Originally constructed in the 1200s, the Matthias Church played a prominent role in the development of culture in Hungary. It was the site for the state representation of the locale as well as the coronation church itself. The church eventually became the main parish site in the capital city and was often used for royal ceremonies. Surviving various damages during World War II, the structure still stands as a testament to Hungarian architecture.
Budapest’s Inner Ring
This section of the city was built in 1859 and is the site of many historical interests. The Inner Ring of buildings surrounds the old center of town in what was once called Pest. This collection of structures includes a variety of museums such as the Hungarian National Museum and Petofi Literery Museum. It’s also the location of the Pest Synagogue and Jewish Museum.
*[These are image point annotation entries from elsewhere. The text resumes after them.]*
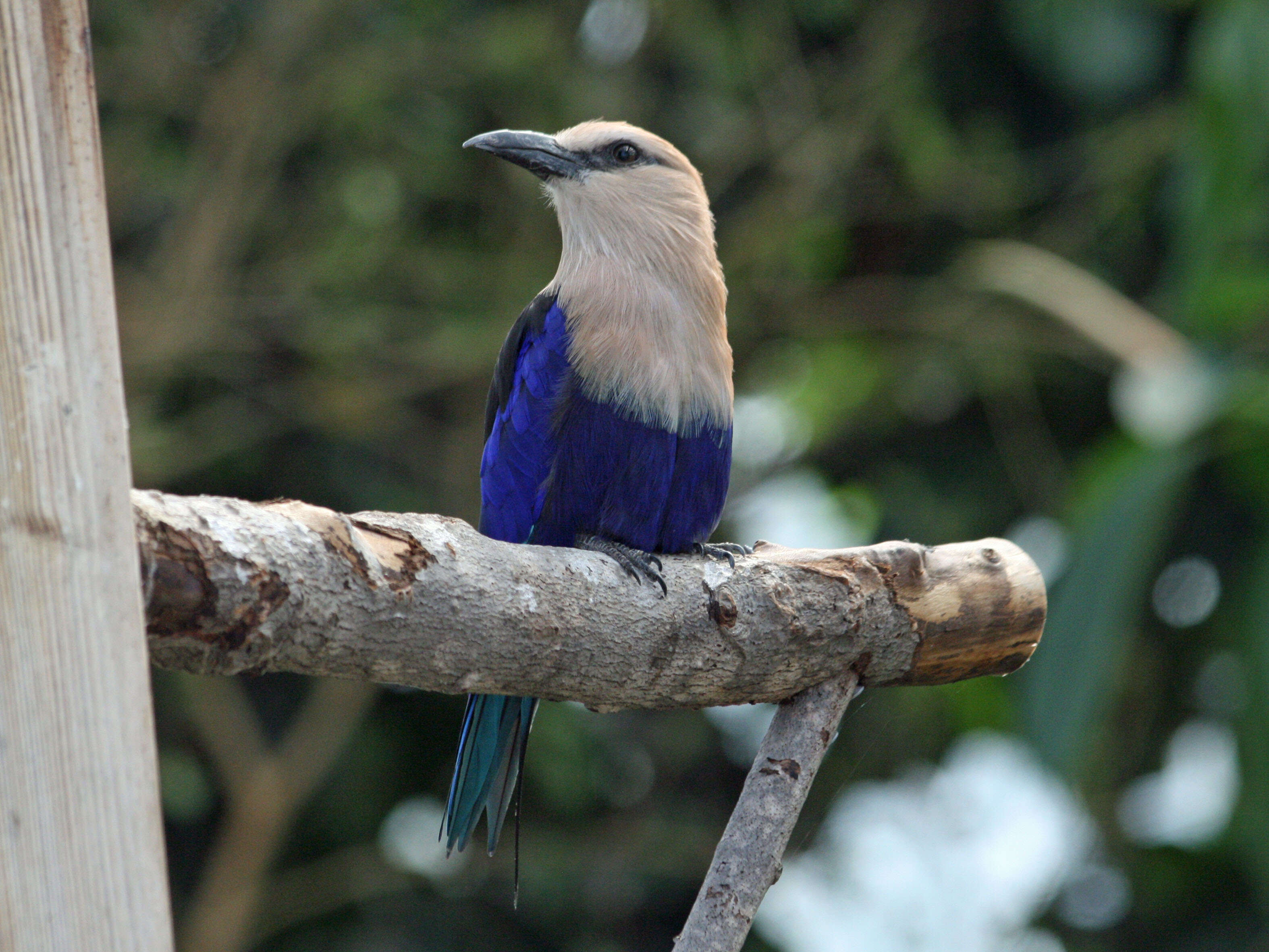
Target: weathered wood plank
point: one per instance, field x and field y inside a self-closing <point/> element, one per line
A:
<point x="82" y="855"/>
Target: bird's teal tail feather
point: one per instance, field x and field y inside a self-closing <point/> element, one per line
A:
<point x="490" y="756"/>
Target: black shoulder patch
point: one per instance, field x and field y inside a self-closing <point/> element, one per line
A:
<point x="532" y="320"/>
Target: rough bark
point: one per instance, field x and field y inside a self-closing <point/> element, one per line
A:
<point x="748" y="858"/>
<point x="427" y="601"/>
<point x="82" y="857"/>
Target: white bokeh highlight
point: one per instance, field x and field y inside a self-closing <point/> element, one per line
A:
<point x="612" y="31"/>
<point x="767" y="431"/>
<point x="798" y="509"/>
<point x="741" y="729"/>
<point x="1165" y="403"/>
<point x="1190" y="801"/>
<point x="1187" y="592"/>
<point x="957" y="860"/>
<point x="409" y="840"/>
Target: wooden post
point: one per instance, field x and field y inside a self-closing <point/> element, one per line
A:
<point x="82" y="855"/>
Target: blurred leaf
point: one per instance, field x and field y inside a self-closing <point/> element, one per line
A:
<point x="1252" y="817"/>
<point x="1124" y="511"/>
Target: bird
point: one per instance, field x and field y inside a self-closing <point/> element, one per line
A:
<point x="608" y="423"/>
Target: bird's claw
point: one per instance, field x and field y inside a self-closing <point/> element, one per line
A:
<point x="721" y="550"/>
<point x="638" y="564"/>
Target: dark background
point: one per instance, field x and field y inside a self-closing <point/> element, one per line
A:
<point x="314" y="281"/>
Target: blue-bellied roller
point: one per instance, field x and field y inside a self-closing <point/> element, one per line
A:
<point x="608" y="423"/>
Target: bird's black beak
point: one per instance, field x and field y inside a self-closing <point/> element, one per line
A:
<point x="537" y="153"/>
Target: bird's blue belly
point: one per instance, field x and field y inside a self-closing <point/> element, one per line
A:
<point x="559" y="465"/>
<point x="620" y="479"/>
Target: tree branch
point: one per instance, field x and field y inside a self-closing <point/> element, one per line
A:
<point x="429" y="602"/>
<point x="748" y="858"/>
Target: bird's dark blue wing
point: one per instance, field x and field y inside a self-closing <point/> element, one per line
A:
<point x="519" y="442"/>
<point x="519" y="450"/>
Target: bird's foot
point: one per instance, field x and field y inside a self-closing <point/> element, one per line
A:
<point x="636" y="563"/>
<point x="723" y="550"/>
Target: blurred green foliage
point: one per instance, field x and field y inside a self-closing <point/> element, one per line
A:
<point x="314" y="281"/>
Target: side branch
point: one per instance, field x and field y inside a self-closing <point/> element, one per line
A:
<point x="429" y="602"/>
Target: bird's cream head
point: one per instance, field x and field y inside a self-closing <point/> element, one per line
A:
<point x="639" y="273"/>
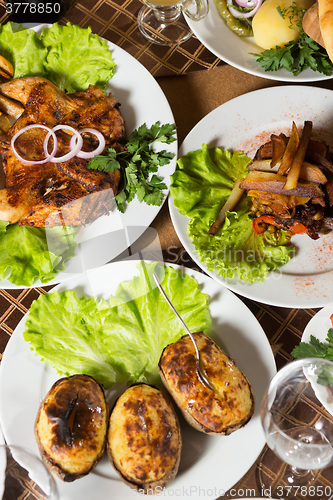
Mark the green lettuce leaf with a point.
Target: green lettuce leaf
(69, 56)
(76, 58)
(200, 186)
(119, 340)
(29, 253)
(23, 49)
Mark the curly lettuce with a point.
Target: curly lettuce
(119, 340)
(200, 186)
(69, 56)
(29, 253)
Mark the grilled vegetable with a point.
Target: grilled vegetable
(222, 411)
(71, 426)
(144, 440)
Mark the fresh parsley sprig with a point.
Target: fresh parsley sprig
(317, 349)
(295, 55)
(137, 162)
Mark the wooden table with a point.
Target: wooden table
(195, 82)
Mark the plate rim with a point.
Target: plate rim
(176, 217)
(269, 365)
(125, 219)
(197, 29)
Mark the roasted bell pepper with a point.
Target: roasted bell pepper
(295, 227)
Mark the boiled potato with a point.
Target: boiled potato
(270, 28)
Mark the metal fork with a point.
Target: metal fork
(200, 368)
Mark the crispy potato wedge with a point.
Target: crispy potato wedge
(274, 183)
(309, 172)
(144, 439)
(71, 426)
(217, 412)
(296, 165)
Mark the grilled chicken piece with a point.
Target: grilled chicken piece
(64, 193)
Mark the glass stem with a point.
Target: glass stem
(167, 14)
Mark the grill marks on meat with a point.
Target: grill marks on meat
(64, 193)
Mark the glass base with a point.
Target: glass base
(286, 482)
(162, 33)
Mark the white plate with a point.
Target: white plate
(209, 465)
(142, 101)
(243, 124)
(318, 326)
(214, 34)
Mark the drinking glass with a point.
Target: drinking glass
(296, 415)
(23, 475)
(162, 21)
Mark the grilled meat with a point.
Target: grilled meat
(67, 192)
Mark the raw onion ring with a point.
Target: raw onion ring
(246, 3)
(48, 157)
(74, 149)
(243, 15)
(89, 154)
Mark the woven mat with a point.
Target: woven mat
(115, 20)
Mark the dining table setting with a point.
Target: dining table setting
(203, 93)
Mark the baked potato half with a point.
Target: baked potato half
(71, 426)
(144, 439)
(220, 411)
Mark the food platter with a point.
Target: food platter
(209, 465)
(214, 34)
(243, 124)
(142, 101)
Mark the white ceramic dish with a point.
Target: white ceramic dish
(142, 101)
(209, 465)
(243, 124)
(318, 326)
(214, 34)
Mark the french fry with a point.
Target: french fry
(309, 172)
(279, 146)
(234, 198)
(274, 183)
(294, 171)
(290, 151)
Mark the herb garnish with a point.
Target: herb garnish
(317, 349)
(295, 55)
(137, 162)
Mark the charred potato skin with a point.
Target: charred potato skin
(71, 426)
(144, 438)
(219, 412)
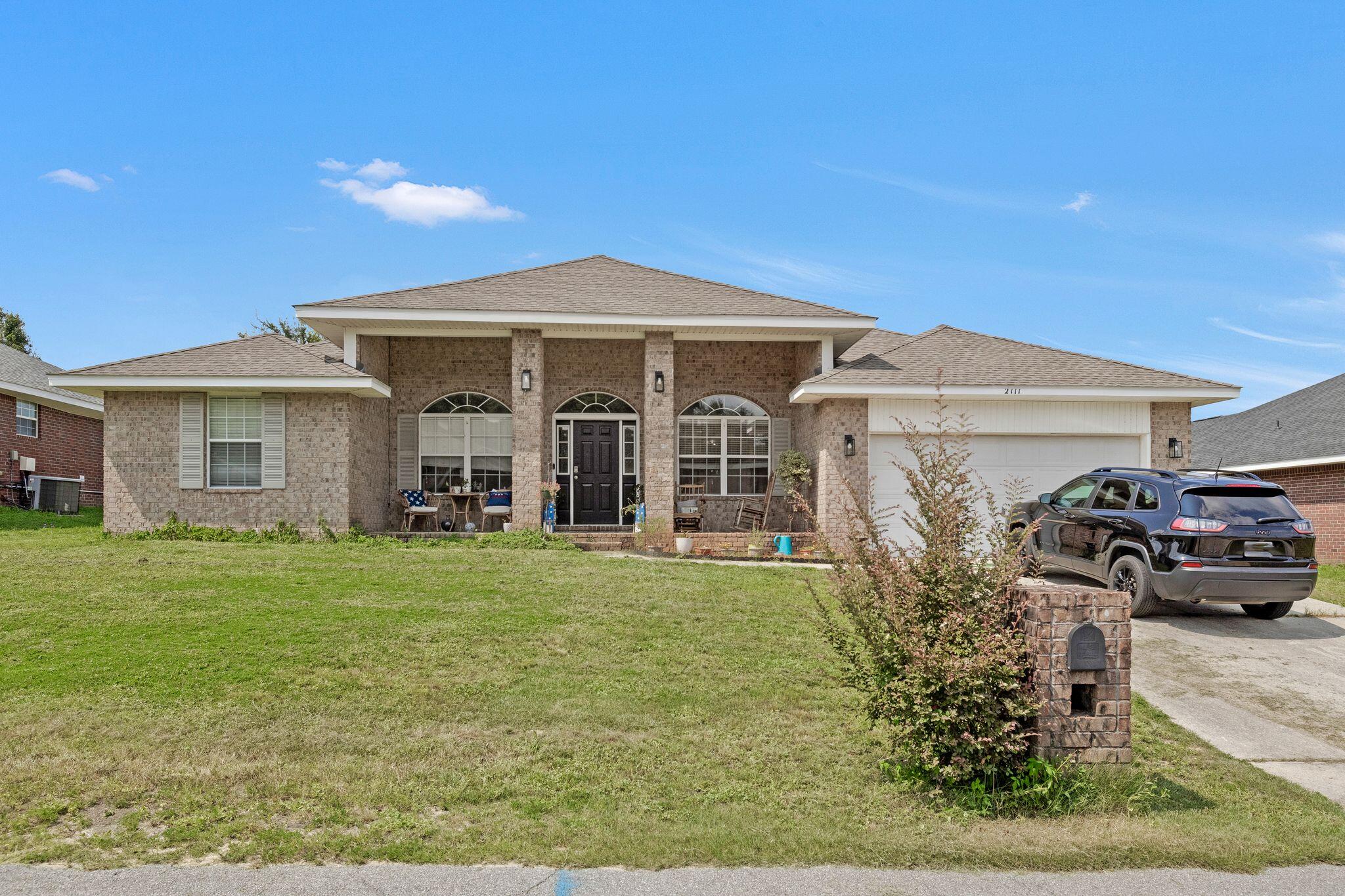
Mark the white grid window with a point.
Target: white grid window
(724, 444)
(466, 440)
(234, 429)
(26, 418)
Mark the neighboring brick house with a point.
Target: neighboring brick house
(603, 375)
(1298, 442)
(60, 430)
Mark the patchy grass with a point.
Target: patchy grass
(1331, 584)
(191, 702)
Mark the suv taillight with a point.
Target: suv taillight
(1197, 524)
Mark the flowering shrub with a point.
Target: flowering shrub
(929, 633)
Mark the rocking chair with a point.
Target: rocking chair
(752, 512)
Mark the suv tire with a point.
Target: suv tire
(1273, 610)
(1130, 574)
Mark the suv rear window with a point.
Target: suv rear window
(1238, 505)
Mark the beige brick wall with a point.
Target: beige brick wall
(1168, 419)
(141, 468)
(530, 426)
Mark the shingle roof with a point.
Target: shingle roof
(263, 355)
(1306, 423)
(591, 285)
(966, 358)
(32, 372)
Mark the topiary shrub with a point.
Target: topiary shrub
(927, 630)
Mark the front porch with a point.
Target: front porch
(607, 419)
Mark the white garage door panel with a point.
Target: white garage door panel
(1043, 463)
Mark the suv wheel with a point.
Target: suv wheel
(1273, 610)
(1130, 574)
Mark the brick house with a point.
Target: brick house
(60, 430)
(602, 375)
(1298, 444)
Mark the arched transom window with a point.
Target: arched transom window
(595, 403)
(724, 442)
(467, 440)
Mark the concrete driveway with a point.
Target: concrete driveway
(1271, 692)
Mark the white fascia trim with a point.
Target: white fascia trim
(813, 393)
(96, 385)
(309, 313)
(69, 403)
(1278, 465)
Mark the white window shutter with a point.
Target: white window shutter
(273, 441)
(191, 441)
(408, 450)
(779, 442)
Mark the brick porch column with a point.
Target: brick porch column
(529, 429)
(837, 473)
(659, 427)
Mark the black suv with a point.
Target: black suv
(1192, 535)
Gellert Hill is the location where the city’s springs merge together to supply the water for the Rudas Baths and Gellert Spa. This has been one of Budapest’s prime attractions since the 13th century as people from many different areas have visited the waters due to it’s believed medicinal properties. The Gellert Monument stands as a tribute to Saint Gellert who died in 1046 and stands above a man-made waterfall.
Museum of Fine Arts
Established in 1870, this has been the site to view a wide range of culture for more than 140 years. The Museum of Fine Arts is one of the most important galleries in Budapest while housing one of the largest collections of the Old Masters. Including a vast array of styles from various locations around Europe, it is one of the best places to see everything from Dutch paintings to Egyptian art spanning through hundreds of years.
The Danube River is one of Budapest’s natural attractions as this river flows though the location from north to south. In some areas of this magnificent river, it can be as many as 640 meters in width. While this scenic view is attractive to many, one of the most significant historical aspects of the river is near the Hungarian Parliament buildings. The Shoes on the Danube Bank are 60 pairs of steel footwear mounted on the location representing the Jews that were shot at the site during World War II.
When visiting the city, the right hotels in Budapest can put you within walking distance of historical monuments. These are only a few of what this amazing locale has to offer as you glimpse hundreds of years into the past and see how the culture has evolved. It’s one thing to read about these areas, but it’s a completely different experience to witness them firsthand.